Gazeta do Povo / Reprodução

A Ucrânia tem desempenhado um papel crucial no apoio aos Estados Unidos e a outros aliados ocidentais no conflito com o Irã, que se estende há três semanas. Segundo a Gazeta do Povo, Kiev tem compartilhado sua expertise em interceptar drones russos, auxiliando na neutralização dos temidos drones Shahed iranianos.

Rustem Umerov, presidente do Conselho de Segurança e Defesa Nacional da Ucrânia, detalhou que especialistas militares ucranianos estão atuando em países do Oriente Médio como Emirados Árabes Unidos, Arábia Saudita, Catar, Kuwait e Jordânia. A Ucrânia instalou unidades de interceptação na região, com o objetivo de proteger infraestruturas civis e estratégicas, expandindo essa rede de proteção.
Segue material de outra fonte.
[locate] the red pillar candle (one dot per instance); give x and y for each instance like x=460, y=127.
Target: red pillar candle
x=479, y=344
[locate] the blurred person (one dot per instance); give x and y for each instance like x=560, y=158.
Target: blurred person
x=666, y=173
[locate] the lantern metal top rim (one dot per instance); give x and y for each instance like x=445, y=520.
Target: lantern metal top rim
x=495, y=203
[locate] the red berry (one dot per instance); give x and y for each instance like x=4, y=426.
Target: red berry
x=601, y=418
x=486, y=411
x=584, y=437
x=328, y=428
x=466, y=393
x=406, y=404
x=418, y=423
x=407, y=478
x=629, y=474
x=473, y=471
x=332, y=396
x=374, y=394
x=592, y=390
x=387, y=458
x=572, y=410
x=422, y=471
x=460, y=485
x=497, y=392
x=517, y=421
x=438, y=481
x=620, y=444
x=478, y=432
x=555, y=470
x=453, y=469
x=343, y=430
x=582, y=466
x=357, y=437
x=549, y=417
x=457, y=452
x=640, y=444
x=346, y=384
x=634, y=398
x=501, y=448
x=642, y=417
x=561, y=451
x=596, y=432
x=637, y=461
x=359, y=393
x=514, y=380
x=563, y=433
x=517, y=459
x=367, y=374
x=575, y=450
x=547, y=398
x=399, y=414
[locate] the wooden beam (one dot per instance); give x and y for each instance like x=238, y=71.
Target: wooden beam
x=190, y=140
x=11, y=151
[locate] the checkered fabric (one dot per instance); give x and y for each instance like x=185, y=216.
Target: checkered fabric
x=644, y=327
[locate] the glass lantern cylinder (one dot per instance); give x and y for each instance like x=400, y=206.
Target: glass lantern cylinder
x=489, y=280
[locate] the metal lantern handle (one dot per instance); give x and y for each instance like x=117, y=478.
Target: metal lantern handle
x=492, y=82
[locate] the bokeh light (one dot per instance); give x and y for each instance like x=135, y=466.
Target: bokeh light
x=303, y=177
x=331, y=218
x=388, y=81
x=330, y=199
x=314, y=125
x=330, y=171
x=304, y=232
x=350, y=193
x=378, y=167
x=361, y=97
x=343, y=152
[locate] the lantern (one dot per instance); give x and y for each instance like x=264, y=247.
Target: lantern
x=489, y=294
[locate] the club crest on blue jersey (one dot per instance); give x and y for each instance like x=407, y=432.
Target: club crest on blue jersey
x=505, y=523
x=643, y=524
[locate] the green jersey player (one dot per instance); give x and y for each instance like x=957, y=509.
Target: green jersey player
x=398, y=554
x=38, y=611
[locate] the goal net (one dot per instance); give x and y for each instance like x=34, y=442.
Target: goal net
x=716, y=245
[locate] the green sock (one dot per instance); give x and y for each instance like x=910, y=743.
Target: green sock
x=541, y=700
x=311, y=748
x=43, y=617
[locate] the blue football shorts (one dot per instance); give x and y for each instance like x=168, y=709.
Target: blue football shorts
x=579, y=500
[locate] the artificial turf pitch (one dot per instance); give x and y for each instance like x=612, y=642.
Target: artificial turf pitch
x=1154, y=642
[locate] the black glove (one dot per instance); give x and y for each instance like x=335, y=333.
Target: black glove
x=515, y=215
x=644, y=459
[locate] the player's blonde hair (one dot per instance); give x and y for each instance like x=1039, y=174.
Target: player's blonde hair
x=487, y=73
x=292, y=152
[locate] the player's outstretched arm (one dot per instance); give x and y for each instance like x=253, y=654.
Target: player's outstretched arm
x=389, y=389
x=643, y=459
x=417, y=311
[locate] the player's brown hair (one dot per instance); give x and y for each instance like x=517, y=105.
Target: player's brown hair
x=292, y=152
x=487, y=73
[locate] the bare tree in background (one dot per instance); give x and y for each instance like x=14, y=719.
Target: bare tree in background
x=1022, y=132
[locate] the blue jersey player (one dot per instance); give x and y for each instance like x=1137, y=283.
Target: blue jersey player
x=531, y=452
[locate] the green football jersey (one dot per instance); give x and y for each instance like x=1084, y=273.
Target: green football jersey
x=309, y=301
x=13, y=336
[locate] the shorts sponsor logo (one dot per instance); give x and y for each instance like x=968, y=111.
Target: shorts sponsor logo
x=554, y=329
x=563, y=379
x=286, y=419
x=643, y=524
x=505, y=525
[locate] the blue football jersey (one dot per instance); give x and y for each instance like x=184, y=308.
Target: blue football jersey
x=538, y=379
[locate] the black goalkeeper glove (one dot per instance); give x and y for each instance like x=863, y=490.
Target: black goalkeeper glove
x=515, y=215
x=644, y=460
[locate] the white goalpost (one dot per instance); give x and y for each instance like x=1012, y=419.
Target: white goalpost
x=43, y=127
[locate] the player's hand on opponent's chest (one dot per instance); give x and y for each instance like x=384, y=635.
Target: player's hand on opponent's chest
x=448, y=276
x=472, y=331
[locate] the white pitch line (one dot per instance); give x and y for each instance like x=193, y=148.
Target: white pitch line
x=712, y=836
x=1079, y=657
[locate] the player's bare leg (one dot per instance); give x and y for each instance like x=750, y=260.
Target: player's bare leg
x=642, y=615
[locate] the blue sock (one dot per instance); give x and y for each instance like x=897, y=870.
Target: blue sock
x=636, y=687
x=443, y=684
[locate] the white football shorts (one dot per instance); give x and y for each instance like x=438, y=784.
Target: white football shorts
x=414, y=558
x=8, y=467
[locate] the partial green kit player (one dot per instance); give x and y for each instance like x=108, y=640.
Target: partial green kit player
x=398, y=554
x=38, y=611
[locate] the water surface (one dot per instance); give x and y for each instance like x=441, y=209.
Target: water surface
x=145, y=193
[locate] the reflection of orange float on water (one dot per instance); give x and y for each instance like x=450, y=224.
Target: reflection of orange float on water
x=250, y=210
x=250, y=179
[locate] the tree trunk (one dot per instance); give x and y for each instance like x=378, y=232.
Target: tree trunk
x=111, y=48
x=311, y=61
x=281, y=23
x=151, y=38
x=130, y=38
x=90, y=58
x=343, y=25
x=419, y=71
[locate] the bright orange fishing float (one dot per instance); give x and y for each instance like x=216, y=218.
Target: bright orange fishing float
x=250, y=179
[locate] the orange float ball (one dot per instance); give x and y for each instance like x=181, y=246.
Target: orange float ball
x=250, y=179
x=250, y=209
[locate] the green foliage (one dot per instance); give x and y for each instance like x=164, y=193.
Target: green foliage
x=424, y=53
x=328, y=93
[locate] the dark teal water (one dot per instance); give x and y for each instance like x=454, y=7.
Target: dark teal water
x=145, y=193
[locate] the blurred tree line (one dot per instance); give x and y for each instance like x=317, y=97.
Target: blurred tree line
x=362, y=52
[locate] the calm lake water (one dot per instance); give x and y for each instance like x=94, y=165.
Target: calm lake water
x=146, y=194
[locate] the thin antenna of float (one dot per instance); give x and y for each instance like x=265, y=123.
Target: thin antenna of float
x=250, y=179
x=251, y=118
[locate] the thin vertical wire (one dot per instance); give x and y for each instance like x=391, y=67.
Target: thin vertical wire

O presidente ucraniano, Volodymyr Zelensky, complementou, indicando que além da construção de um sistema de defesa, Kiev está fornecendo avaliações especializadas na área. Ele também afirmou que o país recebeu solicitações de apoio especializado dos EUA e de parceiros europeus, com forças baseadas na região.

Zelensky enfatizou o compromisso da Ucrânia em estabilizar a situação no Irã, considerando-a de importância global para os mercados de petróleo e gás, e, portanto, para a formação de preços, especialmente na Europa e na Ucrânia. Ele classificou a campanha do regime iraniano como “terrorista” e “cúmplice de longa data da Rússia”.

Em entrevista à BBC, Zelensky expressou preocupações sobre o impacto da guerra no Irã para os Estados Unidos, destacando que para o presidente russo Vladimir Putin, uma longa guerra no Irã representa uma vantagem, elevando os preços da energia e potencialmente esgotando as reservas americanas de armamentos. Ele mencionou que, no primeiro dia do conflito, foram utilizados 803 mísseis Patriot.

Conforme reportado pela Gazeta do Povo, o coronel da reserva e analista militar Paulo Roberto da Silva Gomes Filho, colunista do veículo, concordou com a avaliação de Zelensky, ressaltando que a Rússia se beneficia do conflito no Irã, visto que, se a guerra se prolongar, seus ganhos aumentarão para financiar sua economia de guerra.

Frederico Dias, professor de relações internacionais do Ibmec Brasília, argumenta que a Ucrânia reforça sua percepção como um parceiro estratégico de longo prazo, ao oferecer conhecimento militar relevante no campo emergente da guerra de drones.

Eduardo Galvão, professor de políticas públicas do Ibmec Brasília, avalia que Zelensky busca garantir continuidade no fluxo de apoio militar e influenciar as condições de negociação com a Rússia, em um momento em que o presidente americano Donald Trump se queixa da falta de ajuda dos aliados da Otan. No entanto, o analista adverte que essa tática tem limites, e a postura americana nas negociações continua guiada por cálculos de custo, tempo e interesse.